Retrieval-based-Voice-Conversion-WebUI

An easy-to-use Voice Conversion framework based on VITS.

Changelog | FAQ (Frequently Asked Questions)

English | 中文简体 | 日本語 | 한국어 (韓國語) | Türkçe

Check our Demo Video here!

Training/Inference WebUI：go-web.bat

Realtime Voice Conversion GUI：go-realtime-gui.bat

The dataset for the pre-training model uses nearly 50 hours of high quality audio from the VCTK open source dataset.

High quality licensed song datasets will be added to the training-set often for your use, without having to worry about copyright infringement.

Please look forward to the pretrained base model of RVCv3, which has larger parameters, more training data, better results, unchanged inference speed, and requires less training data for training.

Features:

Reduce tone leakage by replacing the source feature to training-set feature using top1 retrieval;
Easy + fast training, even on poor graphics cards;
Training with a small amounts of data (>=10min low noise speech recommended);
Model fusion to change timbres (using ckpt processing tab->ckpt merge);
Easy-to-use WebUI;
UVR5 model to quickly separate vocals and instruments;
High-pitch Voice Extraction Algorithm InterSpeech2023-RMVPE to prevent a muted sound problem. Provides the best results (significantly) and is faster with lower resource consumption than Crepe_full;
AMD/Intel graphics cards acceleration supported;
Intel ARC graphics cards acceleration with IPEX supported.

Preparing the environment

The following commands need to be executed with Python 3.8 or higher.

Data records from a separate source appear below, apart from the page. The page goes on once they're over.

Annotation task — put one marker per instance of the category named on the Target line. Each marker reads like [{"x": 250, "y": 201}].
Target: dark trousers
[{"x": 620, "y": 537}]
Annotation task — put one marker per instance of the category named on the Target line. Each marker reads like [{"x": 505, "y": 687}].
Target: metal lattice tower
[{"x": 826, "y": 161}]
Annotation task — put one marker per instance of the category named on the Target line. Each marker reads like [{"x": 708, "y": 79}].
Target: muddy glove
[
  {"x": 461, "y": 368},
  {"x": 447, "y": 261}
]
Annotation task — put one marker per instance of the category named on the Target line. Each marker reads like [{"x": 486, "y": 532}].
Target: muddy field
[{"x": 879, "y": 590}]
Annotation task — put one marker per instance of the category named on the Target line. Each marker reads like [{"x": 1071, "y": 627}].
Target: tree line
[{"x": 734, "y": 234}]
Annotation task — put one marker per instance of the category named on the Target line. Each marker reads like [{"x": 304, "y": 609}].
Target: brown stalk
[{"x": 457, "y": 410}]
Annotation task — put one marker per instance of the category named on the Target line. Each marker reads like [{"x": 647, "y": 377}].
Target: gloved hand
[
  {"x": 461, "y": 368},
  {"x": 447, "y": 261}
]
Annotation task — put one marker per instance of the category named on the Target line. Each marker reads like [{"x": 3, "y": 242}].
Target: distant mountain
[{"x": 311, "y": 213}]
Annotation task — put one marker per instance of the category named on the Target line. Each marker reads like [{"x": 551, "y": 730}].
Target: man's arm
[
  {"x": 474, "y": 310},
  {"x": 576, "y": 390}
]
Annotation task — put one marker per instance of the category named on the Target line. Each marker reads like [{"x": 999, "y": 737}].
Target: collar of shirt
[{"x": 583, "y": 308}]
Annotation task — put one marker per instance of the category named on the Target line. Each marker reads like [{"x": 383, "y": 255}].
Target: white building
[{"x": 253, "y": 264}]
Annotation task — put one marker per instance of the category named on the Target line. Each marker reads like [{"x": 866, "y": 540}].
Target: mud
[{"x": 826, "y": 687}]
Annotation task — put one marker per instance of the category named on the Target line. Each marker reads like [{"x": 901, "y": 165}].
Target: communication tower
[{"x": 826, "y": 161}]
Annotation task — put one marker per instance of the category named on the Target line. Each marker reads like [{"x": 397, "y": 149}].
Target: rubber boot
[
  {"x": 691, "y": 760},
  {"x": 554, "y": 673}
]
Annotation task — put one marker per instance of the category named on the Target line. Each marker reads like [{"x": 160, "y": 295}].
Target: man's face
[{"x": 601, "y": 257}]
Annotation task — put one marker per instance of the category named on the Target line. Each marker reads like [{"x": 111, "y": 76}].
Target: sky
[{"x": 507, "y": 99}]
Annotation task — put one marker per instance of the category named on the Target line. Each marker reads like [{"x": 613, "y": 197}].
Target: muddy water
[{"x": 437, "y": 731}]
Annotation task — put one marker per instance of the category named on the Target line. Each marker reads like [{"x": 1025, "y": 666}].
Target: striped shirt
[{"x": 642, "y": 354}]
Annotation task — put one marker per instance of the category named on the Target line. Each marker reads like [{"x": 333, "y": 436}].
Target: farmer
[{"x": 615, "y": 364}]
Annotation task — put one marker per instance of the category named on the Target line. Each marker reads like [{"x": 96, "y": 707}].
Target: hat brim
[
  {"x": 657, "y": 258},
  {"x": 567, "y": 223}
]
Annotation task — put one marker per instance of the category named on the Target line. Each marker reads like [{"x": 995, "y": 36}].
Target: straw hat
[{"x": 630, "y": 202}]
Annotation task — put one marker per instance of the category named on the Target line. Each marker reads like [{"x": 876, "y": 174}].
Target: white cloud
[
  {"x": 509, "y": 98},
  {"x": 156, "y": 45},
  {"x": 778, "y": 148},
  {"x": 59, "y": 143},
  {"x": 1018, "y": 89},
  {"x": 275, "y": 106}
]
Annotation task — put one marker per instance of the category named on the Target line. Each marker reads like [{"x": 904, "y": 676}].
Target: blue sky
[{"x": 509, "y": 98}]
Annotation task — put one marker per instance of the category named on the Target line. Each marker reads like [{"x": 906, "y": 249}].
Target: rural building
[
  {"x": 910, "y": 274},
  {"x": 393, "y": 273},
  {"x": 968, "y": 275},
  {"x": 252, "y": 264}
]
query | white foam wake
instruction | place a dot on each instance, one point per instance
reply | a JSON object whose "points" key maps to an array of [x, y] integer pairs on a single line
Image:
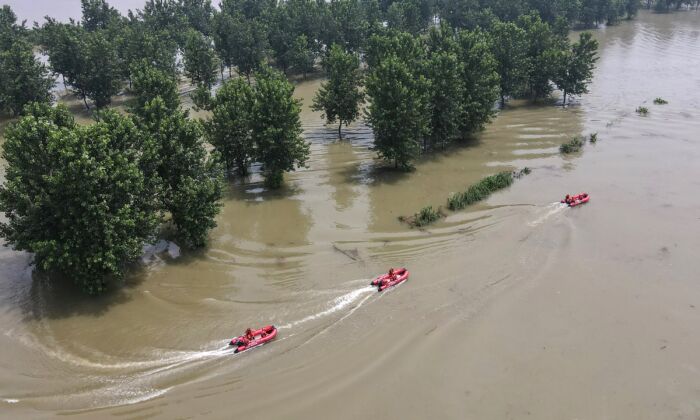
{"points": [[337, 304]]}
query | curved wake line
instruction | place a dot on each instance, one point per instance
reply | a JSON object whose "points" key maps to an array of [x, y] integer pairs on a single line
{"points": [[554, 208], [338, 304]]}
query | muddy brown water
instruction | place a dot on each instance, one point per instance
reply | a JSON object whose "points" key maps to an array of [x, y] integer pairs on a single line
{"points": [[516, 307]]}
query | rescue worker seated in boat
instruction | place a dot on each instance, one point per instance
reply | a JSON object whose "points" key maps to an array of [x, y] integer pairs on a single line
{"points": [[389, 277], [246, 338]]}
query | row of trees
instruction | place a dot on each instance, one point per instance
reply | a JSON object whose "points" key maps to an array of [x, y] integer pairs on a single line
{"points": [[85, 198], [427, 91], [23, 79]]}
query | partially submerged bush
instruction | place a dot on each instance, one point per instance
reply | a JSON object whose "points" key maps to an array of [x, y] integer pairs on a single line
{"points": [[480, 190], [424, 217], [572, 146]]}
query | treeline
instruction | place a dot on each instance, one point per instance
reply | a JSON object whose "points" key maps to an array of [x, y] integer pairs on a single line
{"points": [[429, 90]]}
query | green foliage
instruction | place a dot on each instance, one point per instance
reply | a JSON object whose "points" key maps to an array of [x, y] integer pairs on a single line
{"points": [[399, 110], [480, 191], [340, 97], [23, 79], [75, 195], [229, 129], [201, 62], [572, 146], [150, 82], [574, 66], [481, 83], [190, 181], [510, 46], [276, 127], [98, 15], [426, 216]]}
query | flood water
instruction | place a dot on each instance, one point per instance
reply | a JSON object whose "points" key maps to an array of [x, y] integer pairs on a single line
{"points": [[516, 307]]}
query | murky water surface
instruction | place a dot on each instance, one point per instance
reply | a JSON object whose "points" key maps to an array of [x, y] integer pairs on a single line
{"points": [[515, 307]]}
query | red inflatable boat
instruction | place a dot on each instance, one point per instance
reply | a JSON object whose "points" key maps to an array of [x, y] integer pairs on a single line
{"points": [[260, 337], [385, 280], [577, 200]]}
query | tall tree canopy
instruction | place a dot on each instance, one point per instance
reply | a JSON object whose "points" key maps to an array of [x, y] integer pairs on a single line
{"points": [[340, 97]]}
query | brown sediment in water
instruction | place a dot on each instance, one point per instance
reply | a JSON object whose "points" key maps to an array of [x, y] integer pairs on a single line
{"points": [[517, 307]]}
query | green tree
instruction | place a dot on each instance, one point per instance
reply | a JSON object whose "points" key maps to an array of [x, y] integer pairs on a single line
{"points": [[575, 66], [201, 62], [99, 76], [190, 180], [442, 68], [98, 15], [75, 196], [398, 112], [276, 127], [198, 14], [229, 128], [541, 40], [340, 97], [480, 79], [149, 83], [510, 46], [23, 79], [302, 58]]}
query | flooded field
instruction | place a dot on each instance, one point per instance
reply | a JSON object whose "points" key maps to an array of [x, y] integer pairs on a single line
{"points": [[516, 307]]}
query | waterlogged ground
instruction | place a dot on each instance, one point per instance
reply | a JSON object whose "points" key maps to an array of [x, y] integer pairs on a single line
{"points": [[518, 307]]}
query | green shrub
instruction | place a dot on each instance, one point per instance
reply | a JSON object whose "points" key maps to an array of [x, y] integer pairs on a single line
{"points": [[480, 190], [572, 146], [424, 217]]}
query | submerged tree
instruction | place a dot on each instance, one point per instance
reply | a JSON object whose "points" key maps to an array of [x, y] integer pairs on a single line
{"points": [[509, 46], [480, 80], [201, 62], [23, 79], [276, 127], [398, 112], [229, 128], [575, 66], [149, 82], [189, 179], [75, 196], [340, 97]]}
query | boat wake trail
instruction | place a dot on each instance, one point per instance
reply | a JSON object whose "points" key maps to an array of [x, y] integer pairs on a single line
{"points": [[337, 304], [550, 210]]}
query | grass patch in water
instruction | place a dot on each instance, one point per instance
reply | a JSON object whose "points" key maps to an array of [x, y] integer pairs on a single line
{"points": [[477, 192], [480, 190], [424, 217], [572, 146]]}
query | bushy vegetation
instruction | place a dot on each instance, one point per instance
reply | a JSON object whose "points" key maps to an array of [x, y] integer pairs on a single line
{"points": [[426, 216], [572, 146], [480, 190]]}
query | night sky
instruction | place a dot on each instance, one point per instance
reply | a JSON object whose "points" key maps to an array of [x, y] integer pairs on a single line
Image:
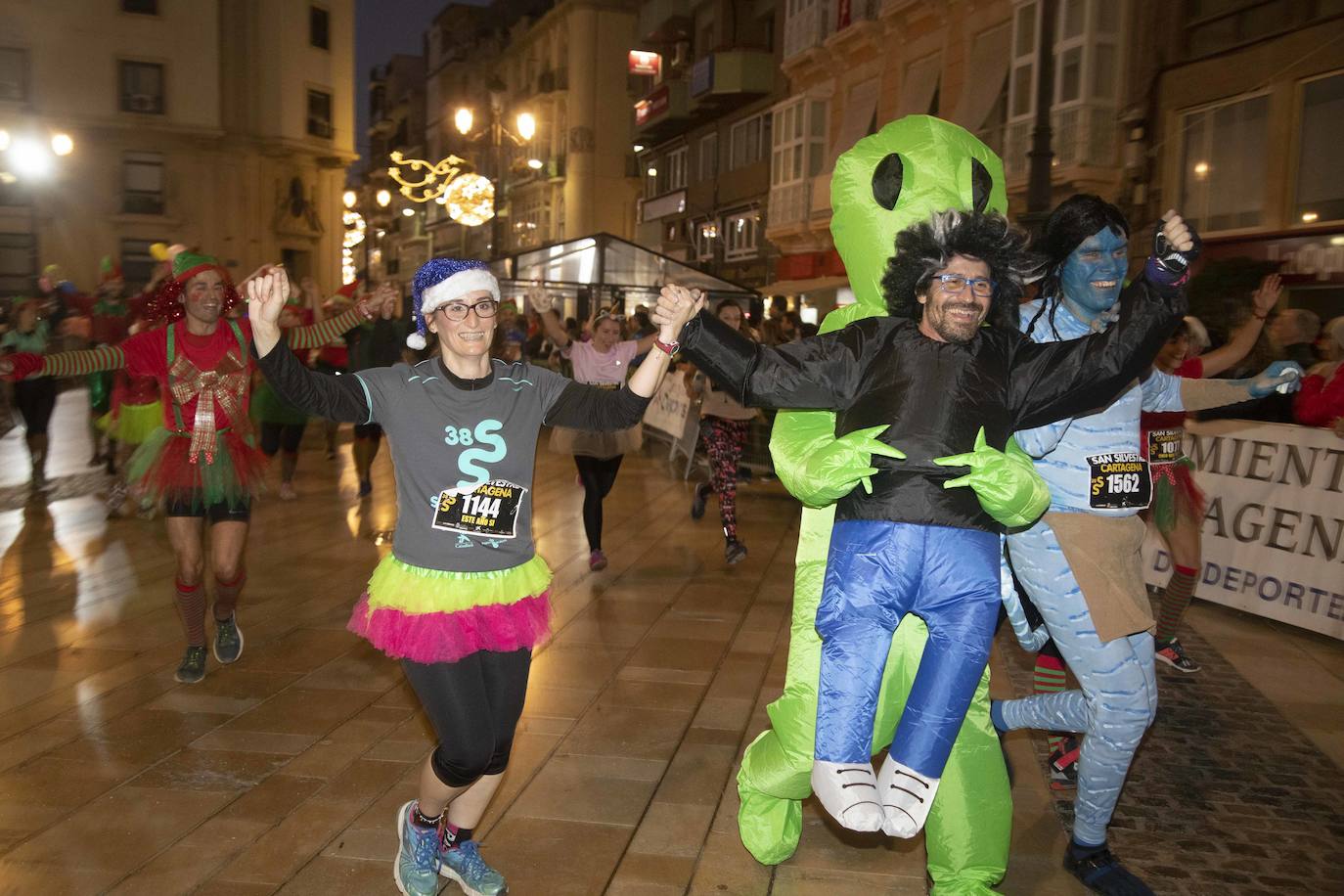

(Windows/Linux) First install the main dependencies through pip:

# Install PyTorch-related core dependencies, skip if installed
# Reference: https://pytorch.org/get-started/locally/
pip install torch torchvision torchaudio

#For Windows + Nvidia Ampere Architecture(RTX30xx), you need to specify the cuda version corresponding to pytorch according to the experience of https://github.com/RVC-Project/Retrieval-based-Voice-Conversion-WebUI/issues/21
#pip install torch torchvision torchaudio --index-url https://download.pytorch.org/whl/cu117

#For Linux + AMD Cards, you need to use the following pytorch versions:
#pip install torch torchvision torchaudio --index-url https://download.pytorch.org/whl/rocm5.4.2

Then can use poetry to install the other dependencies:

# Install the Poetry dependency management tool, skip if installed
# Reference: https://python-poetry.org/docs/#installation
curl -sSL https://install.python-poetry.org | python3 -

# Install the project dependencies
poetry install

You can also use pip to install them:

for Nvidia graphics cards
  pip install -r requirements.txt

for AMD/Intel graphics cards on Windows (DirectML)：
  pip install -r requirements-dml.txt

for Intel ARC graphics cards on Linux / WSL using Python 3.10: 
  pip install -r requirements-ipex.txt

for AMD graphics cards on Linux (ROCm):
  pip install -r requirements-amd.txt

Mac users can install dependencies via run.sh:

sh ./run.sh

Preparation of other Pre-models

RVC requires other pre-models to infer and train.

#Download all needed models from https://huggingface.co/lj1995/VoiceConversionWebUI/tree/main/
python tools/download_models.py

Or just download them by yourself from our Huggingface space.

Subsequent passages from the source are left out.